Monday, May 23, 2011

Pumping Station Signage

Recently, we looked at the demise of the Gansevoort Pumping Station, later the home of Premier Veal, in the Meatpacking District. It's being demolished to make way for the new Whitney Museum. In the process, we noted that the signage for the pumping station had been removed. Some readers wondered if it had been scrapped or sold as salvage.

Graham Newhall from the Whitney's press office wrote in with the good news that the museum donated the signage to the FDNY.

Damon Campagna, photo by Graham Newhall

Said Mr. Newhall, "The Whitney was eager to find a home for the pumping station sign because of its antique charm and its significance as a souvenir of the neighborhood’s past. Luckily, after a long search, the museum was able to arrange for the sign to be taken by the FDNY with the plan that it be displayed eventually at the FDNY’s own museum."

photo by Graham Newhall

The signs turned out to be too big and heavy for the museum to display, and they were transported instead to the FDNY training facility on Randall’s Island, otherwise known as "The Rock."

According to Damon Campagna, curator and director of the New York City Fire Museum, "The sign consists of five concrete tablets, each weighing at least 300 lbs. apiece." At The Rock, the tablets "will be restored and most likely integrated with an existing sculpture garden/picnic area where other FDNY artifacts and artwork are displayed."

The training facility is a secure area, so visits would be restricted.

photo by Graham Newhall

I asked Mr.
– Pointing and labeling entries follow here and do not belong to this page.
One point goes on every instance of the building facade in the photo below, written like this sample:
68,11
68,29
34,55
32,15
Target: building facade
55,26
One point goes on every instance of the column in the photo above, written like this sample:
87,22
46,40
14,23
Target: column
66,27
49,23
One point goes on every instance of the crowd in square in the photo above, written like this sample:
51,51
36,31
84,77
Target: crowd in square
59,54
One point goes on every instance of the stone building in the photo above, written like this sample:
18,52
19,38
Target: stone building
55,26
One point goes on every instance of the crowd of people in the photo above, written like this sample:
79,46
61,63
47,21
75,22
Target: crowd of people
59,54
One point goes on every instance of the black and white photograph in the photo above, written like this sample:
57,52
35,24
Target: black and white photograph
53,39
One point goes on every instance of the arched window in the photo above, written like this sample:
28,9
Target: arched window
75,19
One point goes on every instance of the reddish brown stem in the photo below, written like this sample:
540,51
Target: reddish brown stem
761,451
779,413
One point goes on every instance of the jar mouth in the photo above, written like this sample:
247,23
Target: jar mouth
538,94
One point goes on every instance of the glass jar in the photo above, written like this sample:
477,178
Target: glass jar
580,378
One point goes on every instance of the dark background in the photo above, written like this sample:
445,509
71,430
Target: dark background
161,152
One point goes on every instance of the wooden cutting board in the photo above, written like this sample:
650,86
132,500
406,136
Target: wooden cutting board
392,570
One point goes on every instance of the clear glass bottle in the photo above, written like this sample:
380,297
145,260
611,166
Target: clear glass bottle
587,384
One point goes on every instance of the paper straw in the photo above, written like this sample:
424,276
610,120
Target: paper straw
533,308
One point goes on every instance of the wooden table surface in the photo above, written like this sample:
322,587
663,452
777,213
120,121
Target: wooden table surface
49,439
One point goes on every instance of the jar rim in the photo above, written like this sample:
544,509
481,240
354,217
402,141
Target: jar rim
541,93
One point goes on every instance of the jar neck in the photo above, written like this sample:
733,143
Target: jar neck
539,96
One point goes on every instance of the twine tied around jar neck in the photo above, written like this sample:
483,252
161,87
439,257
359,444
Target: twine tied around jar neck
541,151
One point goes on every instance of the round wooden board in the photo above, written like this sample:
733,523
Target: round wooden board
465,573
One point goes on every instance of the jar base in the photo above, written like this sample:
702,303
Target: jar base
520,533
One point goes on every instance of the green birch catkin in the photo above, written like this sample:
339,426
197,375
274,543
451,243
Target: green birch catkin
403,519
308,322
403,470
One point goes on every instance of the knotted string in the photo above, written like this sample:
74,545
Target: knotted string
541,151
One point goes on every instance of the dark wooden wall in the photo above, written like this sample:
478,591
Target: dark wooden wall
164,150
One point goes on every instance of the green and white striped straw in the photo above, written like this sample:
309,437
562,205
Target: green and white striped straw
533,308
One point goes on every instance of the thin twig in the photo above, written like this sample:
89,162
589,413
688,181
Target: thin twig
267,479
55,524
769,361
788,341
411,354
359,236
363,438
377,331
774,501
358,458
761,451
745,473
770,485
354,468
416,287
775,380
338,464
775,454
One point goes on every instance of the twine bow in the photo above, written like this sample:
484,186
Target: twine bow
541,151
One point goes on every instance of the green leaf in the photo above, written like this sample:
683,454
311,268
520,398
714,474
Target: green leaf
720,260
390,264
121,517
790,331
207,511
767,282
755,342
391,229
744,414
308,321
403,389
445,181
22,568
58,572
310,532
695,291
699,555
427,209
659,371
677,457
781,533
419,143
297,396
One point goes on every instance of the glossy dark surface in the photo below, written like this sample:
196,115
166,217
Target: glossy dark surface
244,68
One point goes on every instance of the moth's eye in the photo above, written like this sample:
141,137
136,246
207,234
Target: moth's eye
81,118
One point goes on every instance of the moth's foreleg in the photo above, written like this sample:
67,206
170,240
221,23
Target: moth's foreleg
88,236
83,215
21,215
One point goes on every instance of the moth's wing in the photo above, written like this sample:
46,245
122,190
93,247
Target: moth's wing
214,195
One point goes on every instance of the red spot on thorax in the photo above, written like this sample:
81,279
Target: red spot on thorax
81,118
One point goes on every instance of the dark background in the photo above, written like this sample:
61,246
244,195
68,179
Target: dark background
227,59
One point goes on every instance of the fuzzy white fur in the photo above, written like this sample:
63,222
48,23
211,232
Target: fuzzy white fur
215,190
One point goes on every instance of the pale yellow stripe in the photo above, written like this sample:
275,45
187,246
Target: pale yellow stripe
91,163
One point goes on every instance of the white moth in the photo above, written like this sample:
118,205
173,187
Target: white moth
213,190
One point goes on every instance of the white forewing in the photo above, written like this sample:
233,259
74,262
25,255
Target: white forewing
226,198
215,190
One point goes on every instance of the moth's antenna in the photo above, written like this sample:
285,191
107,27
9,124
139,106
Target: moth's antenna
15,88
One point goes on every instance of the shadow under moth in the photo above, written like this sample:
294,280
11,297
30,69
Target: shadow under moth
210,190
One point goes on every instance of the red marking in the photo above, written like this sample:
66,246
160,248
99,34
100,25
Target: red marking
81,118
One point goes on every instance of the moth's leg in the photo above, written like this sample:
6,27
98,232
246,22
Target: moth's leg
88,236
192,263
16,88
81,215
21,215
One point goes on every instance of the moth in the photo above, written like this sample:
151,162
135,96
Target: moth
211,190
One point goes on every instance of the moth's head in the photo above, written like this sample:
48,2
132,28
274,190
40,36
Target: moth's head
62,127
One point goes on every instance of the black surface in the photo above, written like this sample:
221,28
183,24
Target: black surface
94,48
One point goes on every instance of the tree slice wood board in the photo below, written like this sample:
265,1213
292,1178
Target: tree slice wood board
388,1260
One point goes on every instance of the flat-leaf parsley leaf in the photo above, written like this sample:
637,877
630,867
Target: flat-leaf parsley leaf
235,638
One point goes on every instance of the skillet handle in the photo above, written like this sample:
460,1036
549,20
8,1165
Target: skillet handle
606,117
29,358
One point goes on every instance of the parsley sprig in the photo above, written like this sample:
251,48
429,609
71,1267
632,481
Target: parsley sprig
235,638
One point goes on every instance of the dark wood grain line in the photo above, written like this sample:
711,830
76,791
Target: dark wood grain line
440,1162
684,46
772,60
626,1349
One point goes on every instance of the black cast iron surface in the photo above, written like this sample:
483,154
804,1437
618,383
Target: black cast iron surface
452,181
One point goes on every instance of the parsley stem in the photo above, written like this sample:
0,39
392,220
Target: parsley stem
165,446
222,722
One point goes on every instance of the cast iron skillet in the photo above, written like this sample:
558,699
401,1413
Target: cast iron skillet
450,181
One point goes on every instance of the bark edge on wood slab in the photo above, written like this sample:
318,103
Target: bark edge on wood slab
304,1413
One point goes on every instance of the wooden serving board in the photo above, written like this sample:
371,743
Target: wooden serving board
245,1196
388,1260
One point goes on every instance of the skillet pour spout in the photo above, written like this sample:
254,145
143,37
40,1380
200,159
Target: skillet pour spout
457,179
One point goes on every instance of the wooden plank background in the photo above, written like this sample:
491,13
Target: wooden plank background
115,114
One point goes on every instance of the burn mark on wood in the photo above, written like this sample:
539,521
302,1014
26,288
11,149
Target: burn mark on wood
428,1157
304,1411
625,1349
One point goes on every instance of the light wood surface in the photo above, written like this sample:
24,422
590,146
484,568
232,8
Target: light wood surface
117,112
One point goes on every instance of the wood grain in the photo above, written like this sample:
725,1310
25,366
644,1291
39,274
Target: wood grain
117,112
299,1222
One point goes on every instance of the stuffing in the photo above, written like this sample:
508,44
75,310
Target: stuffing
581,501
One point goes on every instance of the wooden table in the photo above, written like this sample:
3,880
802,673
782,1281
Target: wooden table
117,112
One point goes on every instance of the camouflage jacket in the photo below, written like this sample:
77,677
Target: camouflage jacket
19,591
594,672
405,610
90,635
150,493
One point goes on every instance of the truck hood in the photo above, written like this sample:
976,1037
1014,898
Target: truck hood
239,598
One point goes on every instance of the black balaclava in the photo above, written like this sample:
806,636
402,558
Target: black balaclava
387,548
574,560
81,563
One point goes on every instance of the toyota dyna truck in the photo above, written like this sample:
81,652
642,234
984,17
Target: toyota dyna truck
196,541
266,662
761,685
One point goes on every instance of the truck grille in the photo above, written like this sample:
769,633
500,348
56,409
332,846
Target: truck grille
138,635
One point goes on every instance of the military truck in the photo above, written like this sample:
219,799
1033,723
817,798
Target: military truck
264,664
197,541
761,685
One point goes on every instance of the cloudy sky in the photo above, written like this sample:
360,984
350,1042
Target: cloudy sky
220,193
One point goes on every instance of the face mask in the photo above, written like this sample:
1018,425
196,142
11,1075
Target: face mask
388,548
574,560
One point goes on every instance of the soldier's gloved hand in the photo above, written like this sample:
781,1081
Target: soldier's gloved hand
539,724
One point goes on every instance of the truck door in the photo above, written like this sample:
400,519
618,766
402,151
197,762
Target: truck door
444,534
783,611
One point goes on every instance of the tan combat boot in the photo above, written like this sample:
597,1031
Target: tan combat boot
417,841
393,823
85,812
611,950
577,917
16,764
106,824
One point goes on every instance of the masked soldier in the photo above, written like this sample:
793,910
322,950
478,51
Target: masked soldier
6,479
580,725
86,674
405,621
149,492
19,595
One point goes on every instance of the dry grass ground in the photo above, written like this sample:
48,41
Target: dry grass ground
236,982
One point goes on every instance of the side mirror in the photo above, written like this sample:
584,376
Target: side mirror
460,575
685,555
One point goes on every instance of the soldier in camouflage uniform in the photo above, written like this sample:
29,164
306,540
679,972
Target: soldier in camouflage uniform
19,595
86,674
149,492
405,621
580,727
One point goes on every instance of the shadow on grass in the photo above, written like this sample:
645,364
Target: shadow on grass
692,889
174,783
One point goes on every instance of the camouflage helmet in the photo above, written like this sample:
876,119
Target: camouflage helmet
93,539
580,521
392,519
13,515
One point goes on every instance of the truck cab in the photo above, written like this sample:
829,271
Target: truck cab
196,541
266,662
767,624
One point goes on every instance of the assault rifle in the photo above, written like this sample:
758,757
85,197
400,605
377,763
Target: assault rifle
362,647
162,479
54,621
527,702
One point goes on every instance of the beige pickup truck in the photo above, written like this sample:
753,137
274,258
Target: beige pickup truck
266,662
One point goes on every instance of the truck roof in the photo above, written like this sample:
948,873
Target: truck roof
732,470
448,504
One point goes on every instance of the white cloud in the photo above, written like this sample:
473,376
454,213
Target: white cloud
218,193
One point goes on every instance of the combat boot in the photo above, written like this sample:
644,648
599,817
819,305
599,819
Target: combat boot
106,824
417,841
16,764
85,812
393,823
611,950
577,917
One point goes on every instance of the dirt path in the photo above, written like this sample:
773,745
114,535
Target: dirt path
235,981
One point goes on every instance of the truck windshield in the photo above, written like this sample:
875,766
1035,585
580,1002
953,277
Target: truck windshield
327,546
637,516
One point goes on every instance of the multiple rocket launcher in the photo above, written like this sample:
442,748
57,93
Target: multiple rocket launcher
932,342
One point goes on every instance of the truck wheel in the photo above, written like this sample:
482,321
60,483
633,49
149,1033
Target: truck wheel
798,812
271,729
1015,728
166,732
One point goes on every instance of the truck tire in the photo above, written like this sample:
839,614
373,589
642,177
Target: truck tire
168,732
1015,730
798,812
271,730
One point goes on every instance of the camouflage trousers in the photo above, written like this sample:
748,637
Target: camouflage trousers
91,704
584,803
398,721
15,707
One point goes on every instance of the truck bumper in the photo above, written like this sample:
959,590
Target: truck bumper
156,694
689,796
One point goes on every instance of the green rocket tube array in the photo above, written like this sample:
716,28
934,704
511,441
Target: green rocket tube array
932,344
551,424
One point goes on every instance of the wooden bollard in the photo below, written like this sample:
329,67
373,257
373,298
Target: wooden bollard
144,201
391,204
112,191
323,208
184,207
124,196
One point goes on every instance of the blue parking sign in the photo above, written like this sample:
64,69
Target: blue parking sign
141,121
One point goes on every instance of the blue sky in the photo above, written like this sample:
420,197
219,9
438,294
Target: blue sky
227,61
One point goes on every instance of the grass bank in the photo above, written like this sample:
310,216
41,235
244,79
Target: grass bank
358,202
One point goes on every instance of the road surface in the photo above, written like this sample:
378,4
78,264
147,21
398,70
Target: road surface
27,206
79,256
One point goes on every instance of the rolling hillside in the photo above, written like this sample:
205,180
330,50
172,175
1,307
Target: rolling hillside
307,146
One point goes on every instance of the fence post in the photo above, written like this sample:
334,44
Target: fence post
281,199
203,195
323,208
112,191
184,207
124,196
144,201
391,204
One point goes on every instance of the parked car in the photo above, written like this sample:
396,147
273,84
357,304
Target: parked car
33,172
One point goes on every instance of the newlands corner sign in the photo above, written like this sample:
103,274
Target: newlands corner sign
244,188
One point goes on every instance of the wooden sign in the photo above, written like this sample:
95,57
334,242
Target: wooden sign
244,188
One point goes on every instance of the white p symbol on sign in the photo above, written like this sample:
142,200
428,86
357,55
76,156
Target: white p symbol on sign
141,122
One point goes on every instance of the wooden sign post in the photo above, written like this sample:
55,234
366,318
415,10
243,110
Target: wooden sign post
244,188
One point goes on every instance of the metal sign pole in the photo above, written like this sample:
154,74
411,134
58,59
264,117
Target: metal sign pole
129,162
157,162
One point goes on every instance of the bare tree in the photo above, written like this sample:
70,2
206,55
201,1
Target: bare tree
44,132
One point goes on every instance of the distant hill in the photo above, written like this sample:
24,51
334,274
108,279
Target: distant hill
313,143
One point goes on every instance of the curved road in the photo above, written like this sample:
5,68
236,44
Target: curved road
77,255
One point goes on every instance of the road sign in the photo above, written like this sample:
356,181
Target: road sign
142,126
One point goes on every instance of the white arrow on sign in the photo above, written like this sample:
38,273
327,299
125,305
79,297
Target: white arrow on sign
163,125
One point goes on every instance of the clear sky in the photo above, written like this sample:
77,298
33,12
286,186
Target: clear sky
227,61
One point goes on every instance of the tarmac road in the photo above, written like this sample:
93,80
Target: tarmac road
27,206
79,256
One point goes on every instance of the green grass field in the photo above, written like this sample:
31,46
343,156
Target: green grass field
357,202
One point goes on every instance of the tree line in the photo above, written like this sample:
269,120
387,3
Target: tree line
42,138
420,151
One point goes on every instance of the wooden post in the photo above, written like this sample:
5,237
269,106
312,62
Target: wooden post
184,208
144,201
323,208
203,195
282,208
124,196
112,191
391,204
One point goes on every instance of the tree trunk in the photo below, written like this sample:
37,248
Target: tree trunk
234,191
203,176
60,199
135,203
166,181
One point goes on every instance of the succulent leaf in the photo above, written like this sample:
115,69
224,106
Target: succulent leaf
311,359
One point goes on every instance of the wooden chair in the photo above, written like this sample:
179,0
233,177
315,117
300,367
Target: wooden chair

Campagna about the historic value of the signs. He told me, "The High Pressure System is a prominent symbol of the FDNY’s continuous effort to push the frontier of firefighting technology. The system protected the citizens of this city from destruction and loss of life for over half a century. This particular station took a critical role in extinguishing both the infamous 1911 Triangle Waist Company Fire and the 1912 Equitable Fire as well as countless others."

"The High Pressure System was shut down in 1953 due to maintenance concerns about age and that pumping technology on fire engines had matured to the point to make the system obsolete. There is one last pump building standing on Joralemon Street in Brooklyn Heights which has been converted to residences. The rest have been razed. There was a separate HP station built expand the system to Coney Island about 30 years later. This still stands and is on the National Register of Historic Places due to its architecture style. Some of its ornamentation has been stripped and is (evidently) on display in the Brooklyn Museum."

photo by Graham Newhall

No other parts of the Gansevoort pumping station will be preserved--none of its original equipment remained after the FDNY moved out in the 1950s.

Said Mr. Newhall at the Whitney, "Renzo Piano was especially concerned with creating a building appropriate to its milieu and sensitive to its surroundings, but it was determined not to try to incorporate aspects of the old building in the design for the new one."

Veal & Pumping


Adam Rabasca said...

It is so intriguing to wander through the city and observe the signs, pondering the history of their existence.

Anonymous said...

The pegasus sculptures that were designed to flank the doorway of the Coney Island High Pressure Pumping station are on currently on display in the Steinberg Family Sculpture Garden of the Brooklyn Museum.

Stanley Greenberg said...

The pumping station in Coney Island is still there, on Neptune Avenue between West 23 and West 24 Streets.